The drive that leads down to it is exquisite, first lined with rhododendrons, then with tall old trees, and then giving entrancing glimpses of the lower limestone crags, twisted, cracked, potted with caves, and the river below, first leaping little falls, then flowing into an almost still basin, the clear water giving an almost perfect reflection of rock and trees and sky. On the footpath in the glen proper, it was easy enough to ride in places, but no one attempted to do so; sacrilege is it to pass by such scenery with no more than a cursory glance. Trees gnarled and bent, young saplings, fleeting views of shimmering water, glimpses of limestone bastions, tumbled brown rocks overgrown with satin-like moss, bracken in a dozen shades, sunlight weaving a leafy pattern on the footpath, the voices of the woods – and peace, soothing, strangely contrasting with the harsh town-world, that is Nant-y-Ffrith the Beautiful, as we saw it. From a joking, noisy cycling party, we became silent, wondering, nature worshippers; we go not to churches on Sunday, perhaps, but roam about under a greater dome than that of St Pauls – not in a man-made edifice, but in one that was made and consecrated by God for man, under the greatest Dome and in the cleanest Church. Vagabond cyclists we may be, we are not, as some think, ‘beyond the Pale’, for –
‘Neath cloistered boughs each floral bell that swingeth
And tolls its perfume on the passing air,
Makes Sabbath in the fields, and ever ringeth
A call to prayer.’
At the end of the ravine of the Ffrith, Joe suddenly became alive to more earthly matters and attacked some blackberry bushes on which grew the most luscious fruit, just right for Joe. After trying in vain to stop him, we showed him one with a little white, worm-like grub on – quite common on blackberries, but he just flicked it off and ate the berry with the comment “All I can say is that they are sensible grubs!”

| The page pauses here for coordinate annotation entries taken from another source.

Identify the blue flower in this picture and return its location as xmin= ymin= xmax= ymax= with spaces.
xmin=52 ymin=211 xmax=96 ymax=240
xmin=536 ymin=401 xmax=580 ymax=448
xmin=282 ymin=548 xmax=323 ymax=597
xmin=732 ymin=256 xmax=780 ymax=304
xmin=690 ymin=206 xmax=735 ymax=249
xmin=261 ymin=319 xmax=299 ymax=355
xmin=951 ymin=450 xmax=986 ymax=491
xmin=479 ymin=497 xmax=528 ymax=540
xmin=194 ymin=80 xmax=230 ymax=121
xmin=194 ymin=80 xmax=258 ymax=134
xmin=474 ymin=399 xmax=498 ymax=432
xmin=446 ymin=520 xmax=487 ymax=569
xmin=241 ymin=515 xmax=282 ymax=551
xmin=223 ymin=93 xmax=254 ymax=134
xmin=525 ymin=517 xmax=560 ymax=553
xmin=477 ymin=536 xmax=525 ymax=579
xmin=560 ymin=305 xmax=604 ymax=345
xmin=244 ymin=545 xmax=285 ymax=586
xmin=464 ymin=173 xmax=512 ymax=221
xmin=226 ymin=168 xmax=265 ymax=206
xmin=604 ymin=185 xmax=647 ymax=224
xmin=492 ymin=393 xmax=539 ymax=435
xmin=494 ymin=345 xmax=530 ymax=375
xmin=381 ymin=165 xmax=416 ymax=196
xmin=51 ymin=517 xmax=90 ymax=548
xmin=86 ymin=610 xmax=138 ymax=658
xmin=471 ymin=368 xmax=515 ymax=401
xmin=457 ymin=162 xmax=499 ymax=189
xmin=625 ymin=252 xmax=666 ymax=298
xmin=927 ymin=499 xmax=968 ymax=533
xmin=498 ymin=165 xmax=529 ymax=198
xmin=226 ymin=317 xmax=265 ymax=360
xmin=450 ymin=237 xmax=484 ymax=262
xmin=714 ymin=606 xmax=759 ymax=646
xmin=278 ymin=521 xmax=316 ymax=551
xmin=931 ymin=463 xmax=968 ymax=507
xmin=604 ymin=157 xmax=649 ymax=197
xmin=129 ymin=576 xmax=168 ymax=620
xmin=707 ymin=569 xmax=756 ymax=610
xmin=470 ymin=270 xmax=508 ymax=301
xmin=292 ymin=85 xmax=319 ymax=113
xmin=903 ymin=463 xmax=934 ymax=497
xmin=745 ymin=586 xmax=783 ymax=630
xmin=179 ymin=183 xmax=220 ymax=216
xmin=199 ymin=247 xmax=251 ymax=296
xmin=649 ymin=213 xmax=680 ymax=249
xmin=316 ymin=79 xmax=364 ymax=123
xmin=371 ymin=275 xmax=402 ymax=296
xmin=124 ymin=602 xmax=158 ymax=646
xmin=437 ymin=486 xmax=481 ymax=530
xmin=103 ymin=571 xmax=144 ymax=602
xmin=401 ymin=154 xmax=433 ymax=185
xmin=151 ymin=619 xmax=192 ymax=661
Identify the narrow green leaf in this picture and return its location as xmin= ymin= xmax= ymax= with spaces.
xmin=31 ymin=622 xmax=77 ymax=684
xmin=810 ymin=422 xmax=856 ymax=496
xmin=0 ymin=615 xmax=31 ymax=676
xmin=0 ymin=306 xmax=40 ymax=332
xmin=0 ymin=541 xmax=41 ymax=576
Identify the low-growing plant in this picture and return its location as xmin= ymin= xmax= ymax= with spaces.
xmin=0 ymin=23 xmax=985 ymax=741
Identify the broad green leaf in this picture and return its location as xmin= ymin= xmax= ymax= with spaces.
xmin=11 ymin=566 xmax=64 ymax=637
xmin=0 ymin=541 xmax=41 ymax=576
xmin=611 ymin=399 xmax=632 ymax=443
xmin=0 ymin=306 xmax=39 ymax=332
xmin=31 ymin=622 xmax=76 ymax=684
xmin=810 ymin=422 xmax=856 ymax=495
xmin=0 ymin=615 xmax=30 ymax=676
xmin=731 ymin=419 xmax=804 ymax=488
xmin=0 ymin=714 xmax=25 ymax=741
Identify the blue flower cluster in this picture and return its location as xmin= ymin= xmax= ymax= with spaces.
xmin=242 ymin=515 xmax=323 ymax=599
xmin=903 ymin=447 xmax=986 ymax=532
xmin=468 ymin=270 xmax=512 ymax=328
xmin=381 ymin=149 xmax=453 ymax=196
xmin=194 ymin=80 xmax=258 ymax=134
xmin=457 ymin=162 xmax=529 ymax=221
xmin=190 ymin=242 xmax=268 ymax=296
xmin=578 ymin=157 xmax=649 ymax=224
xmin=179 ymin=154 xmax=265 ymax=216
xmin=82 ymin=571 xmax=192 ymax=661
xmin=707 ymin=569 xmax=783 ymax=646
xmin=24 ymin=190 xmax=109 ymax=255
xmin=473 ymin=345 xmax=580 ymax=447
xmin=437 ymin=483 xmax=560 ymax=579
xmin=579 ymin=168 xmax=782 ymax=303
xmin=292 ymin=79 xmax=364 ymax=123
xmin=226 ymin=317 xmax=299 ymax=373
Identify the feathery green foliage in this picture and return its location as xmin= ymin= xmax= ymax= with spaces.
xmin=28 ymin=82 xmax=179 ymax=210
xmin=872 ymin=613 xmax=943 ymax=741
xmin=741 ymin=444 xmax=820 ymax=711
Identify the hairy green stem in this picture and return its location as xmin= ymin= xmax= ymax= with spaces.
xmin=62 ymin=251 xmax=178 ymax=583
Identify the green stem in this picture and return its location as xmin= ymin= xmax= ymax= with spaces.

At length we got him away, and traversed many gated lanes to Ffrith, then to Cefn-y-Bedd and so to Rossett. To avoid the motorised main road, we entered Eaton Park, riding swiftly through this wooded paradise, past the Hall, and so to Chester, with tea in old Newgate. Tom left us here, bound for his home in Manchester, and we joined our outward route, now for home. The sun was setting in a blaze of glory behind blunt Moel Famau as we headed for Helsby, singing that well-known verse: “This is the end of a perfect day-“. And a perfect day it was too, as one and all acclaimed. We reached home making odes to Joe – one of which is set down here. 145 miles
A Limerick to ‘Blackberry Joe’
There was a young cyclist named Joe,
Never fed-up with blackberries you know:
When he got on the scent,
To those bushes he went –
He’d show ‘em the way they should go!
Now this here young cyclist named Joe,
Inside him the blackberries could stow:
Till you’d reckon at first,
That he’d jolly soon burst,
If he didn’t cease making them flow.
But a marvellous fellow was Joe,
He always knew where they would grow:
And before you got there
He’d have picked the bush bare,
And would be on to another, I trow!
But disaster was coming on Joe,
His breath came laboriously slow,
He’d packed himself tight –
He ‘clocked off’ that night –
And we buried him near where they grow.
So take heed all ye who would go,
To equal the feats of poor Joe,
In the fruit there’s a grub –
If it gets in your tub –
You’ll hand in your checks and join Joe!